I try to understand the nature of the sample space $\Omega$ for a stochastic process $(X_t)_{t \in I}$. Similar to the question here, I wonder what a fixed $\omega \in \Omega$ means, when we talk about a trajectory or path given by the function on $I$ , $t \rightarrow X_t(\omega)$. I can follow the explanation here that $\omega$ encodes a whole sequence and in the book from Oksendal "Stochastic Differential Equations" it is written that $\Omega$ should be regognized as a subset of the space $\tilde{\Omega}=(\mathbb{R}^n)^I$ of all function from $I$ into $\mathbb{R}^n$, if the stochastic process maps to $\mathbb{R}^n$. However, checking the consistency of these statements (and my poor imagination) with examples of stochastic processes, I stumbled over the following example for a modification of a stochastic process see also here (which is quite standard as far as I get it):
$\textbf{Example:}$ Let $\Omega = [0,\infty), \mathcal{A} = \mathcal{B}([0,\infty))$ and $P$ be a probability measure on $\mathcal{A}$ which has a density. Define two stochastic processes $(X(t): t \ge 0)$ and $(Y(t): t \ge 0)$ by
\begin{align}
X(t)(\omega) =
\begin{cases}
1, \text{ if $t = \omega$},\\
0, \text{ otherwise}
\end{cases}
\quad Y(t)(\omega) = 0 \quad \text{for all $t \ge 0$ and all $\omega \in \Omega$.}
\end{align}
Then $X$ and $Y$ are modifications of each other.
I wonder how the idea that $\omega$ should encode the whole sequence relates to the specific sample space $\Omega = [0,\infty)$ given by the example. In this case $\omega \in \Omega$ is just a real number, isn't it? If this statement is true, then dimensionality of $\omega$ does not match my expectations.

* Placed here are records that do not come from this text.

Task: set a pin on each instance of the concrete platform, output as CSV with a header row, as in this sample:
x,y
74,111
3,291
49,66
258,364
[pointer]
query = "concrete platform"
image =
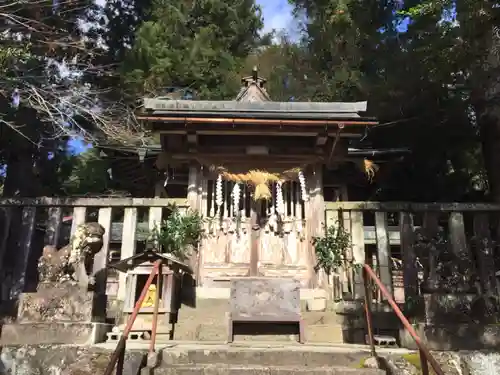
x,y
259,370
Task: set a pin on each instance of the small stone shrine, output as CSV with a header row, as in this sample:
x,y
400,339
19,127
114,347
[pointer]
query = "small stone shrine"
x,y
63,310
168,284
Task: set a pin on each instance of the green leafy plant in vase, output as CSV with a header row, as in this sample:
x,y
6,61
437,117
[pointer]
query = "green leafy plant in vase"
x,y
179,234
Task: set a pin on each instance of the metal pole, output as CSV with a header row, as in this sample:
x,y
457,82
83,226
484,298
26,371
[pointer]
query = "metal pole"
x,y
155,311
424,365
368,314
423,350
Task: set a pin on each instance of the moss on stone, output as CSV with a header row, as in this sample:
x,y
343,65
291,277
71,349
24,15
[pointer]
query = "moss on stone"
x,y
414,360
361,363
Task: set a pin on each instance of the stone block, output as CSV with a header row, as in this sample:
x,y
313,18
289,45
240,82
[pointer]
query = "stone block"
x,y
316,304
53,333
265,299
447,308
57,303
454,336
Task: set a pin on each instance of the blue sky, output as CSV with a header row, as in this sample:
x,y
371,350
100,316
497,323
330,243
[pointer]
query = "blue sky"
x,y
277,14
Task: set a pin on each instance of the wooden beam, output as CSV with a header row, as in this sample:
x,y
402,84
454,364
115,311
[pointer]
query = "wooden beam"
x,y
321,139
266,132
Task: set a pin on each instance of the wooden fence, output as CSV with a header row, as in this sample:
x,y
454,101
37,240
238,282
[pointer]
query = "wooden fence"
x,y
387,235
26,225
406,243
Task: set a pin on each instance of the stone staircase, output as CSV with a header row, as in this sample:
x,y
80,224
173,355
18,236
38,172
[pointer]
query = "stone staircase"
x,y
263,358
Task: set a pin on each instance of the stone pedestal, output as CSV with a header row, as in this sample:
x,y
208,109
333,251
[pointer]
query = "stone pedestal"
x,y
58,313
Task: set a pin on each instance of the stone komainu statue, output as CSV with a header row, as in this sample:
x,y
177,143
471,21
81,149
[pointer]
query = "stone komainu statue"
x,y
71,262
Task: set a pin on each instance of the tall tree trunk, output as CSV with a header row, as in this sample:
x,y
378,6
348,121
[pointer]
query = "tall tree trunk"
x,y
489,126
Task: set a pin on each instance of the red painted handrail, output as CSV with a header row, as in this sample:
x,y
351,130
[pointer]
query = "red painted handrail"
x,y
425,354
120,347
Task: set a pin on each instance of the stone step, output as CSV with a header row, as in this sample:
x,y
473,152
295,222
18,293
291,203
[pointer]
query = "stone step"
x,y
223,369
265,355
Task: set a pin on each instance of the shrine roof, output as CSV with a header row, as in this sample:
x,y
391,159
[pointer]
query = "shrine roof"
x,y
236,108
253,103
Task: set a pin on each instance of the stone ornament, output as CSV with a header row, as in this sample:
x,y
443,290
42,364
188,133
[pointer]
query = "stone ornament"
x,y
70,263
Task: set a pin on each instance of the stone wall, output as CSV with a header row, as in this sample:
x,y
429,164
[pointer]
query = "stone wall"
x,y
62,360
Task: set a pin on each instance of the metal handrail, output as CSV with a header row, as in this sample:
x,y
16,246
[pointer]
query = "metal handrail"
x,y
425,354
119,352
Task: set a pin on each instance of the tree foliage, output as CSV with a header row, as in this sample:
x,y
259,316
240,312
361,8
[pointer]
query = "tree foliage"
x,y
198,45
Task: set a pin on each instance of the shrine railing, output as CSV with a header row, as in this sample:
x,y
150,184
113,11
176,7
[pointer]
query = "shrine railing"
x,y
26,225
417,248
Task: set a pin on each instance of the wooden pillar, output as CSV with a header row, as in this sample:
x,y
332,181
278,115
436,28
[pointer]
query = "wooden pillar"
x,y
431,229
383,249
99,268
457,234
484,254
315,217
193,200
193,186
358,251
255,237
408,255
54,222
128,248
79,217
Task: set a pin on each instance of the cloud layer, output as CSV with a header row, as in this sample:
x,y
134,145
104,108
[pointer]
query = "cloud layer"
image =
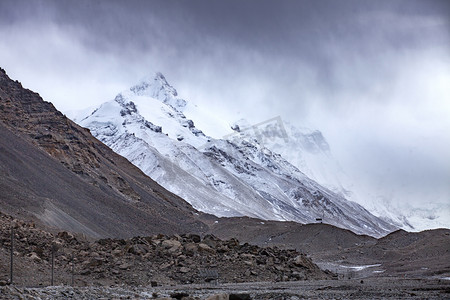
x,y
372,75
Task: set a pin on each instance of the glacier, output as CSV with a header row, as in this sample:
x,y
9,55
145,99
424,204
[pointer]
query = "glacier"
x,y
234,176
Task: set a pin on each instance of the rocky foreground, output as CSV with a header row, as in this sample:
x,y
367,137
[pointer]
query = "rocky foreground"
x,y
373,288
153,260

On the one hand, $I$ seems to be the non-negative real number line $\mathbb{R}_{\geq 0}$. On the other hand, we obtain a single non-negative real number $\omega \in \Omega \, \forall t \in I$? Where is the randomness (in time) in this case?
Best Answer
Well, this is a nice question, but I would recommend you not to care too much about the structure of $\Omega$, as this is quite a delicate matter.

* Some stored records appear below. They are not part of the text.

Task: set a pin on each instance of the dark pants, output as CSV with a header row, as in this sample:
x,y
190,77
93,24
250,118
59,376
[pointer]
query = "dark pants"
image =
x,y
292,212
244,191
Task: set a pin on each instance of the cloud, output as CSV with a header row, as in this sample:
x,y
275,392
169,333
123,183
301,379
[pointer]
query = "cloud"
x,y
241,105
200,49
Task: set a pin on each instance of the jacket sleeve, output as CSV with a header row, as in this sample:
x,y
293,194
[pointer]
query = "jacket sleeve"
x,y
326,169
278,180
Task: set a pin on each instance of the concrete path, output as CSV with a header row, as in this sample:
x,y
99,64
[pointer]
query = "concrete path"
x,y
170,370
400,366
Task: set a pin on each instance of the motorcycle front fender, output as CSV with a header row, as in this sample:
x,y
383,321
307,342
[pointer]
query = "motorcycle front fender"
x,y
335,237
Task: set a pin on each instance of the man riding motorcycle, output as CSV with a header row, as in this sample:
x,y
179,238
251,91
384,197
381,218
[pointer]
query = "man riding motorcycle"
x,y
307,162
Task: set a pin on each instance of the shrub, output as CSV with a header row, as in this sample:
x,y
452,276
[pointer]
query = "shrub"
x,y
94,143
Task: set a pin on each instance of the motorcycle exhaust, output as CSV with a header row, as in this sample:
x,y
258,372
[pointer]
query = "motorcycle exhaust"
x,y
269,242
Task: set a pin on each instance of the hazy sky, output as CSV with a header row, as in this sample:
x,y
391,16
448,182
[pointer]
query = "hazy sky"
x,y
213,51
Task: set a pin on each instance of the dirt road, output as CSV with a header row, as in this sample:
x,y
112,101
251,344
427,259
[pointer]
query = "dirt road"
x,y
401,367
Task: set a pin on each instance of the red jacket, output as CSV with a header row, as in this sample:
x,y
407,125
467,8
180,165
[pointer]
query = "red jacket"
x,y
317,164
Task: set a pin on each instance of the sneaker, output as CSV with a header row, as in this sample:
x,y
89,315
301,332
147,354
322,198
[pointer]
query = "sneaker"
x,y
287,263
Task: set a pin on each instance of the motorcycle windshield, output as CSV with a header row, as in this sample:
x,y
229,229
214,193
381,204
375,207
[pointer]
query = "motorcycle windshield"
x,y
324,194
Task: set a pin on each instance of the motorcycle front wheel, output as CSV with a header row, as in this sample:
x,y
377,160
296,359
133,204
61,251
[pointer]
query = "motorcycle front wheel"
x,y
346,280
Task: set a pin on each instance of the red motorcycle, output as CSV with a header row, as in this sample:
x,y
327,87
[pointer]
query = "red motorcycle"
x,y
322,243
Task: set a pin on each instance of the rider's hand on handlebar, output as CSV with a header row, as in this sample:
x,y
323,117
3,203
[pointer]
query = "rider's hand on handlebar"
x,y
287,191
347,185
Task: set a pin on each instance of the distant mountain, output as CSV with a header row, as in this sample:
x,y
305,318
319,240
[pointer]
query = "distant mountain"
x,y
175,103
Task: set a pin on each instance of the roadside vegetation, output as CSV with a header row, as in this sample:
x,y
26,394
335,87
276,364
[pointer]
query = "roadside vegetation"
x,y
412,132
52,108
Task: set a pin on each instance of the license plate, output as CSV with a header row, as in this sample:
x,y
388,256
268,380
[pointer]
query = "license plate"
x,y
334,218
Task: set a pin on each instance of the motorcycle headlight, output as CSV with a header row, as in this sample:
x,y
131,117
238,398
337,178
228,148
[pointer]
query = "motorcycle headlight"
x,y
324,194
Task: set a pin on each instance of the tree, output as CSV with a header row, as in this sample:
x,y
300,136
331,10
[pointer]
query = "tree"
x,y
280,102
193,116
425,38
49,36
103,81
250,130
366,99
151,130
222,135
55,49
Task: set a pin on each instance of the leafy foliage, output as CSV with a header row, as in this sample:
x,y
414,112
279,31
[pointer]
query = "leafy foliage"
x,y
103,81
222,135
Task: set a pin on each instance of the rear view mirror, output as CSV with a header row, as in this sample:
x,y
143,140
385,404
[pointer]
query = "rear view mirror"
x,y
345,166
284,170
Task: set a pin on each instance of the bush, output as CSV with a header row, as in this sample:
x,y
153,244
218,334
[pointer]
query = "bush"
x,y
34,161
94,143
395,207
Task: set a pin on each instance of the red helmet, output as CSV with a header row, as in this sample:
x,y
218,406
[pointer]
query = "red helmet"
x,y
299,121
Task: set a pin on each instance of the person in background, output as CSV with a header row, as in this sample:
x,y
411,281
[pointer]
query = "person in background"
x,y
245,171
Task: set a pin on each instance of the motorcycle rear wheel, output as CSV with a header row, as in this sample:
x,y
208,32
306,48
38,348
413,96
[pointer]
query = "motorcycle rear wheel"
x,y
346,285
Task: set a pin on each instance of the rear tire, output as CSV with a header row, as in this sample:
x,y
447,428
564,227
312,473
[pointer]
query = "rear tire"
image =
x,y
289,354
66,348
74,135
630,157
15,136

Say, it is possible to define the process "canonically", i.e. on $\Omega = \mathbb R^{[0,\infty)}$: define $\xi:[0,\infty) \to \mathbb R^{[0,\infty)}$ by $\xi: x\mapsto \mathbf{1}_{\{x\}}(\cdot)$ and let $$ \mathrm P(A) = P(\xi^{-1}(A)), A\in \mathcal B(\mathbb R^{[0,\infty)}), $$ where $P$ is some probability measure on $\mathcal{B}([0,\infty))$. Then, $X_t(\omega) = \omega(t)$ is as in your example. However, the $\sigma$-algebra $B(\mathbb R^{[0,\infty)})$ is quite poor, for instance, the event $\sup_{t\in[0,1]} X_t>0$ will not be measurable unless $P|_{[0,1]}$ is discrete (supported by at most countable set). The problem appears since the whole space $\mathbb R^{[0,\infty)}$ is "too large". To resolve the issue, one can work in a smaller space. In this situation, the space of functions having left-hand and right-hand limits at each points may be suitable, but one has also to consider appropriate topology. So perhaps the best choice is to work, as proposed in the original post, on $\Omega=[0,\infty)$, which we are best acquainted with.
Long story short, there is no problem with a "small" $\Omega$. Vice versa, too large sample space may cause a problem. Actually, any sample space is fine as long as it allows you to pose questions and answer them.